Paysage sonore, Paysage visuel
Pistes pédagogiques pour les enseignants de collèges, lycées (généraux, technologiques et professionnels).

Si la formation prend appui sur l’exposition « Les sujets de l’abstraction (1946-1962), 101 Chefs-d’œuvre de la Fondation Gandur pour l’Art, Genève » qui se tiendra du 8 décembre 2011 au 25 mars 2012, il convient de proposer des pistes pédagogiques exploitables, de façon pérenne, au musée Fabre.

A- Quelle entrée ?

L’homme et son rapport au monde à travers les arts et la littérature au XXème siècle.

Étude de cas : « La seconde école de Paris: le paysage, sujet de l’abstraction ? »
Cette entrée permet de mener un véritable travail en histoire des arts en croisant les regards sur les œuvres : arts plastiques, histoire, lettres, musique. La question du rapport de l’homme au monde permet, en histoire des arts, de traiter, pour le collège, la thématique « Arts, ruptures, continuités » et pour le lycée, dans le champ historique et social, d’aborder la thématique « Arts, mémoires, témoignages, engagements ».
Par ailleurs, elle doit conduire les élèves à réfléchir sur les points suivants proposés par le programme d’histoire des arts:
* Au collège :

- l’œuvre d’art et la tradition : ruptures, continuités.

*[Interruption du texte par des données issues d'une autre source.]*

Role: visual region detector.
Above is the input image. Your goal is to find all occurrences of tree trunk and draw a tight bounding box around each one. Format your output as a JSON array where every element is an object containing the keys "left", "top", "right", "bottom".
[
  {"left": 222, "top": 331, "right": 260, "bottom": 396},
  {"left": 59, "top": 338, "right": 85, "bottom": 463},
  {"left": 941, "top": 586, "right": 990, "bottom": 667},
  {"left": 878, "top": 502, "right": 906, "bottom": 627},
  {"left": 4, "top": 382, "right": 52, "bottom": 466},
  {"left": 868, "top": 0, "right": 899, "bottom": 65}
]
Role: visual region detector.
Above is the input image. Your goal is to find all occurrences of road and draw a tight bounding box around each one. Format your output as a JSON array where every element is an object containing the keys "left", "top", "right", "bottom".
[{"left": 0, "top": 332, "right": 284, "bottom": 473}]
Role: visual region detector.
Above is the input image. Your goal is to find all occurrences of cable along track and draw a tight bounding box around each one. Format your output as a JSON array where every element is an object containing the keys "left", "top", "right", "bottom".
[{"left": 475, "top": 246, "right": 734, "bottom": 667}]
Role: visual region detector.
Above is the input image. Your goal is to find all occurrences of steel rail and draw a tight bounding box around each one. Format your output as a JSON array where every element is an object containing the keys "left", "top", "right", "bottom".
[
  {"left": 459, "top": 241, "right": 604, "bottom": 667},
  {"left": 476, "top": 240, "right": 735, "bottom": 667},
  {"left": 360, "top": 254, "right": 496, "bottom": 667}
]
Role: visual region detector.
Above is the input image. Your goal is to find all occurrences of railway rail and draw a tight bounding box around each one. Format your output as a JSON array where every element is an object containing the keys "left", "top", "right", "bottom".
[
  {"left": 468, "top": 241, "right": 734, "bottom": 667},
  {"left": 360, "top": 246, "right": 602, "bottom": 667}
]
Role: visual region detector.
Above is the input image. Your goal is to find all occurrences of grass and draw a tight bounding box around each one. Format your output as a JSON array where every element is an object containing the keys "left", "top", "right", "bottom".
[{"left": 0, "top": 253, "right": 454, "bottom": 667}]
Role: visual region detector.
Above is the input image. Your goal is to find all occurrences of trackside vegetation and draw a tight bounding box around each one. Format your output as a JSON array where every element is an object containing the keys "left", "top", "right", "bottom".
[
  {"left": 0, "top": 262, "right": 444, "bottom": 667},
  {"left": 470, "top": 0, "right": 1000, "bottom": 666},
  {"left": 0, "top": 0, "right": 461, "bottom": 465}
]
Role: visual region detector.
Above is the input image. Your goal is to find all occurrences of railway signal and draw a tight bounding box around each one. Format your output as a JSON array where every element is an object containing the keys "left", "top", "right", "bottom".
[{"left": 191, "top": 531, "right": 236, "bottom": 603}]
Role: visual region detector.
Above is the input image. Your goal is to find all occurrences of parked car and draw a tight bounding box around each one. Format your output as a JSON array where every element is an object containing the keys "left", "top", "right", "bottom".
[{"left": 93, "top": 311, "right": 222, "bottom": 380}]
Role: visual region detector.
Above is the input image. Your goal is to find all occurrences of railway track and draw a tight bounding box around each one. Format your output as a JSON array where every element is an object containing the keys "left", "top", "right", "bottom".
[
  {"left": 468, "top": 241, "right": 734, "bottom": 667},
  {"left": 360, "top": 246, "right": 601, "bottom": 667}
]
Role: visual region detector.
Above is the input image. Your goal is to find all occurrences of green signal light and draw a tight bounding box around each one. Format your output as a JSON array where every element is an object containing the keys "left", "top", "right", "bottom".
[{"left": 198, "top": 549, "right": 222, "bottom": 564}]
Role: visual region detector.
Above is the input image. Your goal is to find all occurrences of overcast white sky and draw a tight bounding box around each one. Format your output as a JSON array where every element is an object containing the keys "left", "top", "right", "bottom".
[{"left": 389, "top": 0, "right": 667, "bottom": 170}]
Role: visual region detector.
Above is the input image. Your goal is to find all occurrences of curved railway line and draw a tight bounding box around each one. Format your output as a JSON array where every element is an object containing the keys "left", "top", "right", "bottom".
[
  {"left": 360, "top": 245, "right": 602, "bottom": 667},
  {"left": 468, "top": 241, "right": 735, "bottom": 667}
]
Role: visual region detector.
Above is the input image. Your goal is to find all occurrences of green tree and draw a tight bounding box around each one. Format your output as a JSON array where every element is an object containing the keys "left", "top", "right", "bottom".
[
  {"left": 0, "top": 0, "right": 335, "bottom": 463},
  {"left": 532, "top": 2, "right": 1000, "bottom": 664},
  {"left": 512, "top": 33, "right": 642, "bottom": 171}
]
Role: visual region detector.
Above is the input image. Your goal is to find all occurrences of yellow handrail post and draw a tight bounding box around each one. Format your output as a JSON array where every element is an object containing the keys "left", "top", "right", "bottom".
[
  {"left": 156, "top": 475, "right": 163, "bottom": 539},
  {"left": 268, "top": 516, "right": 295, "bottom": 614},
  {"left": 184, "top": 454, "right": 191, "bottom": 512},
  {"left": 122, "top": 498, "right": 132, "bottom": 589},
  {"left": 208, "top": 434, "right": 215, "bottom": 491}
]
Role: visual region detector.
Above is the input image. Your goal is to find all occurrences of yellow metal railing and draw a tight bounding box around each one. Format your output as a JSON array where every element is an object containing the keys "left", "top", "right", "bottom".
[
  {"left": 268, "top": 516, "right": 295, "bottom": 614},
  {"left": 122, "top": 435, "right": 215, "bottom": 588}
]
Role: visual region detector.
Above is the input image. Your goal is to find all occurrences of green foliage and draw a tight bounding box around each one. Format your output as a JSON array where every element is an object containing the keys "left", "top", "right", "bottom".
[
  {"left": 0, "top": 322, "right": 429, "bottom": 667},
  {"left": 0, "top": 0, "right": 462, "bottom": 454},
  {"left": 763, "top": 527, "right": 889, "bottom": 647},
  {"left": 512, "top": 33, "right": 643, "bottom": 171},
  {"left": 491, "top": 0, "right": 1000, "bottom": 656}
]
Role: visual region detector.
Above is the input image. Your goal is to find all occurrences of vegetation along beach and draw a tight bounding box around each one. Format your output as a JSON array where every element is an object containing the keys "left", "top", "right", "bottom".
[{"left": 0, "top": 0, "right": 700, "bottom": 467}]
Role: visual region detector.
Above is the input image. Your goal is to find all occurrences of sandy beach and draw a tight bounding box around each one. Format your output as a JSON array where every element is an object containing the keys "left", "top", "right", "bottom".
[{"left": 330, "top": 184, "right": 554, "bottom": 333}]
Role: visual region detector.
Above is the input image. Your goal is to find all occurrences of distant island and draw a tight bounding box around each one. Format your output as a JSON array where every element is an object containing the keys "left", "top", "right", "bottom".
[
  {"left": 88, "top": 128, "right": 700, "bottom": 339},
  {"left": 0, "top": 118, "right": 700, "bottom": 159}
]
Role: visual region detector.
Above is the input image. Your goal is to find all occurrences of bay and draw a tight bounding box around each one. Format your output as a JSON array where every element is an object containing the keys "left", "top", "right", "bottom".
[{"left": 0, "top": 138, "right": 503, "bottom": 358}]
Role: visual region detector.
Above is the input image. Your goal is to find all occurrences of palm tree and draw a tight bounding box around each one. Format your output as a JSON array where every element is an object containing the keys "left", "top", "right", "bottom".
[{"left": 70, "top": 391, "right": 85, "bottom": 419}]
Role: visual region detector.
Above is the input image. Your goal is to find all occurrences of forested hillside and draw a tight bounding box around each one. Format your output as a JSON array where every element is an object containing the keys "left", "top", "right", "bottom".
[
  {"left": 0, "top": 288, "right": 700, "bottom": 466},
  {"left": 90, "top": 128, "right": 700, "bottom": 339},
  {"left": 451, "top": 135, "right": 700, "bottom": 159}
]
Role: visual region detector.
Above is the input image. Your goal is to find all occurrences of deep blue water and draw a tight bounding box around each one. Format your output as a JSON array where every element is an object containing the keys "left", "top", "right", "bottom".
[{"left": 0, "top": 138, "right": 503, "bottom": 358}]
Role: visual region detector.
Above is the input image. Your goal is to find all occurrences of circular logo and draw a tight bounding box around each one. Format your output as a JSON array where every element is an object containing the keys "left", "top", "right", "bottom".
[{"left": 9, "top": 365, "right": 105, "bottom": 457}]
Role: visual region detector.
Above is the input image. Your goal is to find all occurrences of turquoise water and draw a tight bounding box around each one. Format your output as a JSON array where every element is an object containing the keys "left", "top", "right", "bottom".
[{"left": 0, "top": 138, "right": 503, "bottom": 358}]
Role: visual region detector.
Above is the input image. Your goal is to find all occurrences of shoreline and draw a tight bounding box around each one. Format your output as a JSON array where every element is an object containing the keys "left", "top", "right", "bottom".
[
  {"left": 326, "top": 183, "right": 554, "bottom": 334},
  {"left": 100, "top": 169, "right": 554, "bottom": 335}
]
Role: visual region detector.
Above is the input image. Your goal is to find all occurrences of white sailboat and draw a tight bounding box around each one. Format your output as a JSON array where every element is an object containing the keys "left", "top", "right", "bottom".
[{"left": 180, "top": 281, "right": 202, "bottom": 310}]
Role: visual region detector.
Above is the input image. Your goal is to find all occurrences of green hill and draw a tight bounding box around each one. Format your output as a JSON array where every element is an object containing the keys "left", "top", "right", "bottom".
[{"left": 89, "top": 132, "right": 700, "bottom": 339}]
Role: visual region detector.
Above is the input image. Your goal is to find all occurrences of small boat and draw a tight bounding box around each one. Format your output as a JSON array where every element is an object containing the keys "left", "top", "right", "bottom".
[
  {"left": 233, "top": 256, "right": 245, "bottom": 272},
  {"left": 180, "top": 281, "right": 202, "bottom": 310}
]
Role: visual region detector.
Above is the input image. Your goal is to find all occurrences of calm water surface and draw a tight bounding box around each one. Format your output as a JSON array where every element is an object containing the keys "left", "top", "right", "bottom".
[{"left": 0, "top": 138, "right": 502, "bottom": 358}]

- l’œuvre d’art et sa composition : modes ; effets de composition /décomposition ; conventions.

- l’œuvre d’art et le dialogue des arts (peinture, musique, littérature) : échanges et comparaison entre les arts (croisements, correspondances, synesthésie, analogies, transpositions, parangons, etc.).
* Au lycée :

- l’art et l’histoire : l’œuvre document historiographique et les figures d’artistes témoins et engagés (œuvres, destins)

- l’art et la violence : expression de l’horreur, acte de témoignage.
De plus, il semble que ce sujet d’étude (rapport de l’homme au monde) permet, sans artifice, d’aborder la question du paysage (paysage pictural et paysage sonore) au travers de questionnements autour de la perception du paysage réel, de sa représentation picturale (composition mais également évolutions) ainsi que de la réception par le spectateur ; ce qui induit également une réflexion sur la fonction du paysage dans l’art. Enfin, il semble que le paysage soit un des « sujets de l’abstraction » mis en exergue dans l’exposition Gandur.
B- Des œuvres au musée Fabre...

Les œuvres de la Fondation Gandur pour l’Art que nous avons choisies pour cette étude :

Ce choix répond à deux critères : le premier est de trouver des œuvres qui font écho à celles de la collection du musée Fabre, le second est un choix thématique qui répond à la notion d’espace ou de paysage abstrait.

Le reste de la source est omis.